The energy sector was the area that was hit the most immediately. The retaliation of the U.S. bases and allied countries in the Gulf by Iran led to a surge in the price of Brent crude to over 80 a barrel and projections show that this may increase to 90 or 100 a barrel in case the disruption continues. China, India, Japan, and South Korea are the Asian economies that depend on Hormuz as a source of fifty to seventy-five percent of their oil imports causing refinery hoarding and two to four weeks of shipment delays. Saudi Arabia and the UAE have a buffer of between two and three million barrels per day capacity, but continual threats restrict its functionality. The liquefied natural gas exited Qatar which is crucial to Europe in a post-Russia scenario is at risk as well, which exacerbates the post-Ukraine energy realignments.

Next has been unravelled shipping routes. This, along with previous Houthi attacks that have reduced half of Red Sea traffic, has put pressure on Hormuz, where VLCC cost voyages have increased by one to two million dollars and by ten to fourteen days of transit. The cost of container freight between Asia has increased two to ten thousand dollars per FEU and the war-risk insurance has increased three to five hundred percent, putting five to ten percent of the tankers out of commission. Tariffs on Iran related trade in the U.S. of twenty five percent make it complicated to comply with China and India tariffs and increase the landing costs by fifteen to twenty percent.

The ripple effects are seen through manufacturing and chemicals. Iran is the world supplier of ten percent of the supply of methanol that is used in powering petrochemicals like ethylene and plastics.

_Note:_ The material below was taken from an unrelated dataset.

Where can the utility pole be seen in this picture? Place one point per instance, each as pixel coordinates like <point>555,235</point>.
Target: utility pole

The twenty-five percent rise in resin prices has slacked production of automobiles and appliances up to five to ten percent. The disruption of MENA plants to make fertilizers has led to possible deficits in agriculture, which are similar to grain shocks in Ukraine, and the resulting world GDP decline of point-two percent by inflation, which would take the U.S CPI to four-point five percent. Electronics companies like TSMC are also indirectly exposed to volatility in energy albeit less intensely.

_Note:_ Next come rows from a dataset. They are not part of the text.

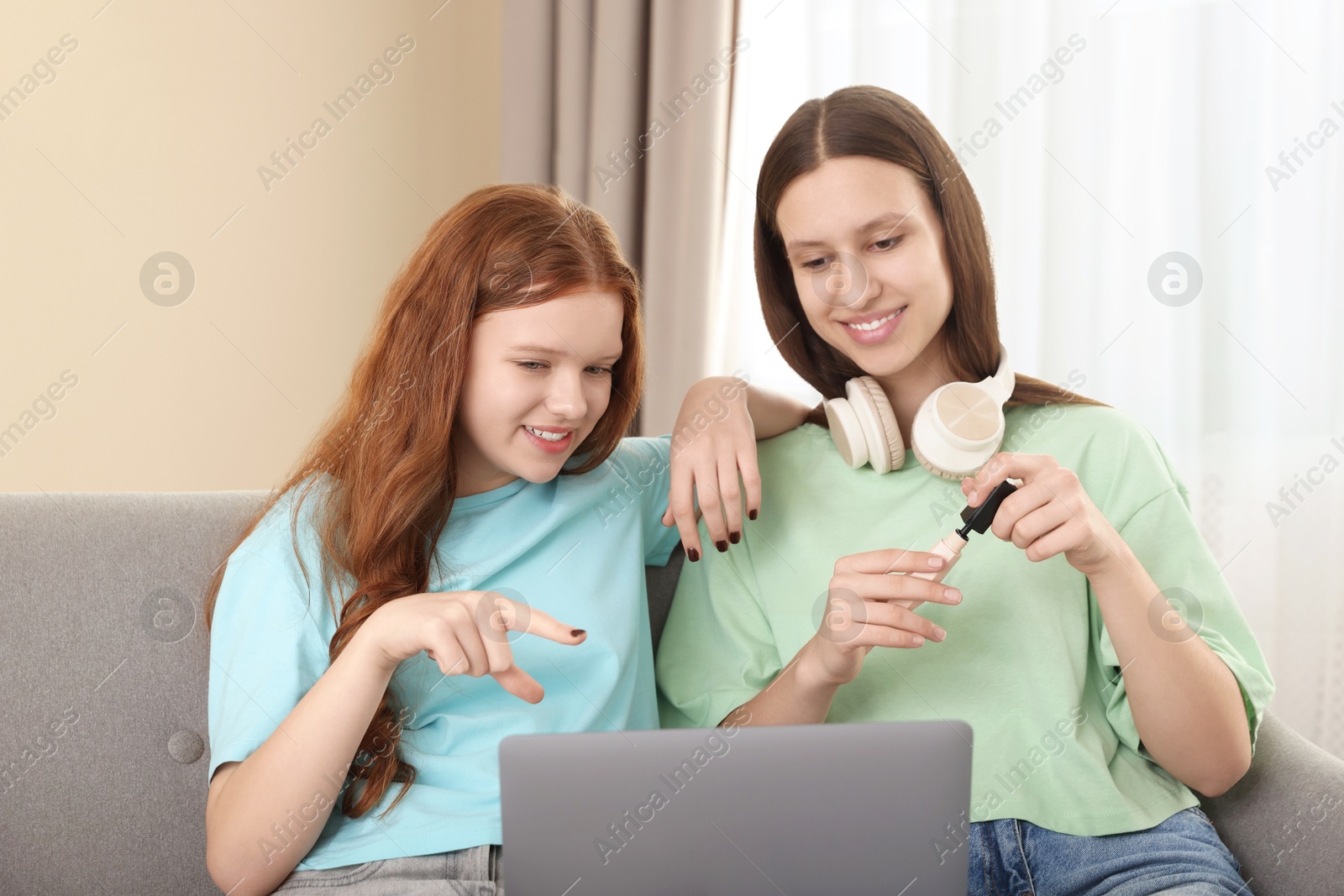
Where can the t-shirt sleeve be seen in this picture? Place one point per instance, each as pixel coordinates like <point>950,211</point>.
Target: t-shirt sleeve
<point>266,649</point>
<point>645,464</point>
<point>1163,535</point>
<point>718,649</point>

The major interruptions encompass many sectors: oil and gas industry has a Hormuz weakness that has exposed the industry to a full twenty percent of the world supply, which has driven the oil and gas premium up to ten to thirty dollars a barrel, shipping suffers reroutes and soaring premiums, chemicals bear a methanol and plastics crunch that has quintpled the cost of inputs fifteen to twenty-five percent, and agriculture and food chains have faced a fertilizer shortage that would push prices up in ten percent increments.

What is manifested in regional dynamics are winners and losers. The U.S. shale oil is a boon, reinforced by reopening Venezuelan fields with the administration of Donald Trump (one to two million barrels per day by 2027), and Russia is sending its fleet east, and Norway is helping Europe. India is hastening the process of friendshoring through the U.S. deals to build Gujarat ports; Mexico and Vietnam are stealing reshored factories that are running away to be exposed to China and Iran. The fact that China plants are not operating at oil prices lower than ninety dollars and GCC growth (IMF three point seven percent) under Abqaiq-like susceptibility.

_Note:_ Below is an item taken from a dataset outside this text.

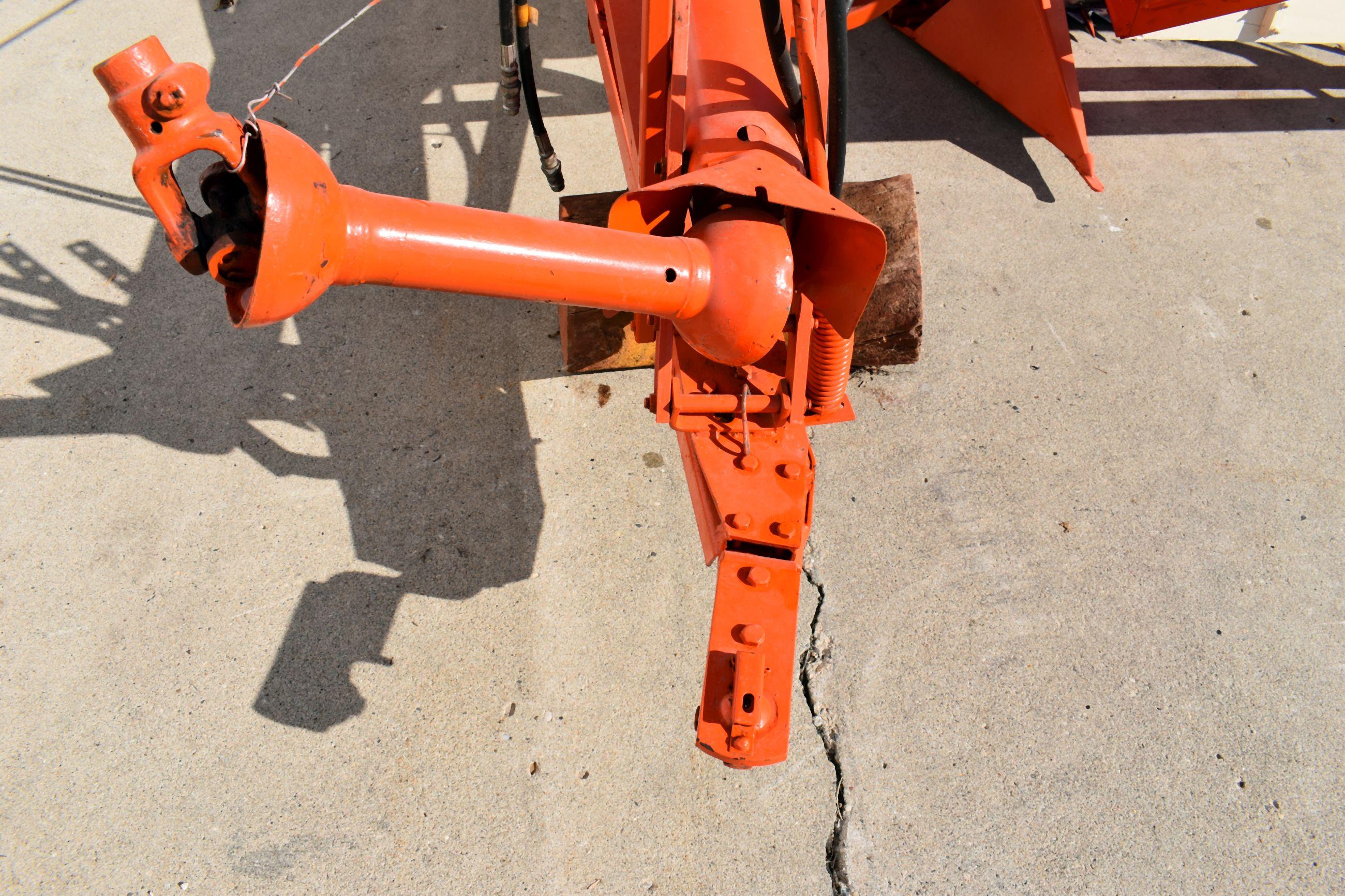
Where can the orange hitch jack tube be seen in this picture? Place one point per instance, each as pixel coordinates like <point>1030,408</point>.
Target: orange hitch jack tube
<point>723,265</point>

Companies are evolving in a vigorous manner. Maersk, Unilever accumulate sixty-ninety day inventories; Apple shifts a fifth of its production to Vietnam. Flexport AI tools predict seventy percent of the risks, and fifteen to ten percent fewer of the risks in the long term with nearshoring. Oxford Economics estimates a point-two percentage-point hit in the GDP at a ninety-dollar Brent with IMF recession warnings in case of Hormuz closed over seventy-two hours- Federal Reserve delays and European Central Bank rate increase.

Yet, silver linings emerge. This is because the strikes neutralize the Iranian threat of nuclear capabilities and proxy capabilities, weaken the Houthis and stabilize long-term chains. U.S. led determination creates de-risked networks, which are not susceptible to the anarchy of Tehran.

The global trade in this fragmented landscape is changing towards diversification, which proves that decisive intervention against aggressors creates the path to safe, efficient supply chains.